È nata in una famiglia aristocratica. La bellezza, la grazia, il lusso erano una consuetudine...
Sì, sono nato in una famiglia aristocratica, ma c'è il lusso e il lusso. C'è il lusso di Trump e il lusso del buon gusto e delle cose semplici. Il lusso per me è una certa genuinità, una qualità degli oggetti, delle case, dei quadri. Il lusso più grande, quindi, è la cortesia, l'educazione. Oggi manca l'educazione, tutti si lasciano fare tutto: mi sembra allarmante.
L'eleganza è nemica dell'ostentazione?
L'ostentazione di ogni genere è sempre di cattivo gusto. Il vero lusso è sentirsi bene nella propria pelle.
Nel documentario molti usano il concetto di libertà per descriverlo. La sua più grande libertà?

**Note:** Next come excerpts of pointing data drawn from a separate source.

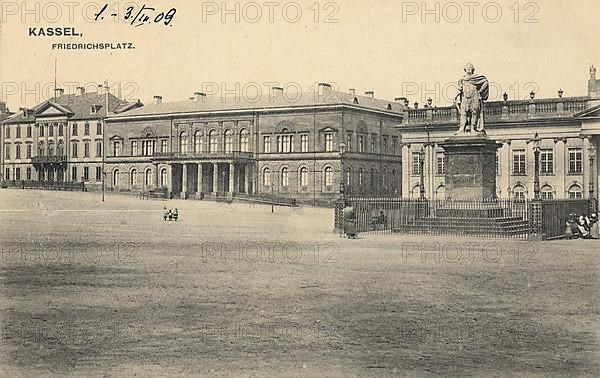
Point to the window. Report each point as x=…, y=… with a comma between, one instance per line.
x=519, y=193
x=519, y=162
x=148, y=177
x=547, y=162
x=303, y=177
x=304, y=143
x=547, y=192
x=575, y=160
x=117, y=148
x=213, y=141
x=197, y=142
x=328, y=176
x=133, y=178
x=244, y=146
x=183, y=142
x=266, y=177
x=163, y=177
x=285, y=177
x=284, y=143
x=440, y=164
x=228, y=141
x=267, y=144
x=575, y=192
x=328, y=142
x=416, y=163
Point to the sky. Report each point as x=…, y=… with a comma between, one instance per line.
x=395, y=48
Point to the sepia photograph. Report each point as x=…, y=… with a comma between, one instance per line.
x=301, y=188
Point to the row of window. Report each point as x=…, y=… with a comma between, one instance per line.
x=49, y=129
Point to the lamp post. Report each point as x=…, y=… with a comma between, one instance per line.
x=536, y=176
x=422, y=173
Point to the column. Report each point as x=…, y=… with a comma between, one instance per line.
x=215, y=178
x=231, y=178
x=199, y=190
x=183, y=180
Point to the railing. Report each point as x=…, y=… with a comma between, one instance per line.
x=493, y=218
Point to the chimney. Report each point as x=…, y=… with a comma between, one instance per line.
x=324, y=88
x=199, y=96
x=277, y=92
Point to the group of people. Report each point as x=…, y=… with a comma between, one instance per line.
x=582, y=226
x=170, y=215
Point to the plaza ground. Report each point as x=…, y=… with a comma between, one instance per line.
x=109, y=289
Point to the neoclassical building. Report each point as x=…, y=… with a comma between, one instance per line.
x=568, y=129
x=310, y=149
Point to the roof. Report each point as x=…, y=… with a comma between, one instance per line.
x=215, y=104
x=75, y=107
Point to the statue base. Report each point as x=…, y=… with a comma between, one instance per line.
x=470, y=160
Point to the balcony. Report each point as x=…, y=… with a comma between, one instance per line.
x=49, y=159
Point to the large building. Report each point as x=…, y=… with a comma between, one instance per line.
x=59, y=140
x=211, y=146
x=568, y=129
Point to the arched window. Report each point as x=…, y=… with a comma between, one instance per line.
x=133, y=178
x=303, y=177
x=547, y=192
x=575, y=191
x=328, y=176
x=163, y=177
x=116, y=178
x=266, y=177
x=244, y=140
x=228, y=141
x=198, y=142
x=183, y=142
x=285, y=177
x=148, y=177
x=213, y=141
x=519, y=192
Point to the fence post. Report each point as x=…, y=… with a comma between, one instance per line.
x=536, y=227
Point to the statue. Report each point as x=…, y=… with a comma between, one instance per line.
x=472, y=91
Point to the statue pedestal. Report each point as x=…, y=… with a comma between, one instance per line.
x=470, y=160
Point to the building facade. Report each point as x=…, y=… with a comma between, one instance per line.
x=59, y=140
x=311, y=150
x=567, y=127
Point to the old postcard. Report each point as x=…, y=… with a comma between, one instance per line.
x=299, y=188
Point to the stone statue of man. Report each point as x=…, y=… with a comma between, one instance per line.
x=472, y=91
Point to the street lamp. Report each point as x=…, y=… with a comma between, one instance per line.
x=422, y=173
x=536, y=177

Quella di viaggiare, di conquistare il mondo. La mia grande libertà, quindi, era vivere con chi volevo. All'epoca non avevo una coscienza particolare, ma il fatto di vivere in tranquillità prima con Florinda e ora con Benedetta non era e non è una questione di libertà, bizzarra o anticonformista, ma una cosa normale, semplice per me. Ho cercato la libertà dentro di me.
Libertà di amare, senza etichette. Oggi sembra quasi impossibile non definire, non definire.
Tutto deve essere etichettato, definito. Devi dire di te che vengo da qui, vengo da lì. Questa mania di definire le cose, dalla libertà personale a quella sessuale, è tremendamente noiosa, inutile, moralista.
Qual è la tua più grande paura oggi?
Ho paura di annoiarmi, di vedere persone che non mi interessano. Ho paure infantili, come il maltempo in aereo.
Impazienti per lo spreco di tempo, le cose inutili, le persone che parlano solo di se stesse. L'impazienza poi peggiora con l'età. Anche Gianni Agnelli era impaziente, scivolando lentamente via da situazioni noiose. Io, invece, sono più veloce. Quando mi infastidisce, a una cena oa una festa, dico "buonanotte" e esco di scena.
Molti lo hanno descritto come freddo, glaciale. Marina si è mai trasferita?
Non ho alcuna comprensione di queste definizioni di me stesso. Le dico una cosa personale: in Svizzera mi hanno detto: "Signora, lei ha il cancro". Potrei piangere, ma ho mantenuto il mio autocontrollo, che non può essere scambiato per gelo. È come se vedessi tutte le cose con distacco, come se vedessi la mia vita attraverso un vetro.
Qual è il futuro per te?
È un giorno per giorno. Non ho mai pensato molto al futuro. Oggi non la vedo con occhio critico o con occhio creativo. Bisogna dipanare i problemi e vivere civilmente, anche dal punto di vista fisico, la vecchiaia.
La vecchia non sembra averla graffiata: è impeccabile.
Credo nella disciplina. Non ho mai avuto piccoli vizi: non ho mai fumato, bevuto alcolici, Coca, ho messo la lingua nel whisky: malissimo. Mi sono divertito molto, certo, ma ha salvato la mia curiosità. Quando perdi la curiosità, sei morto. Non mi è ancora successo: una fortuna.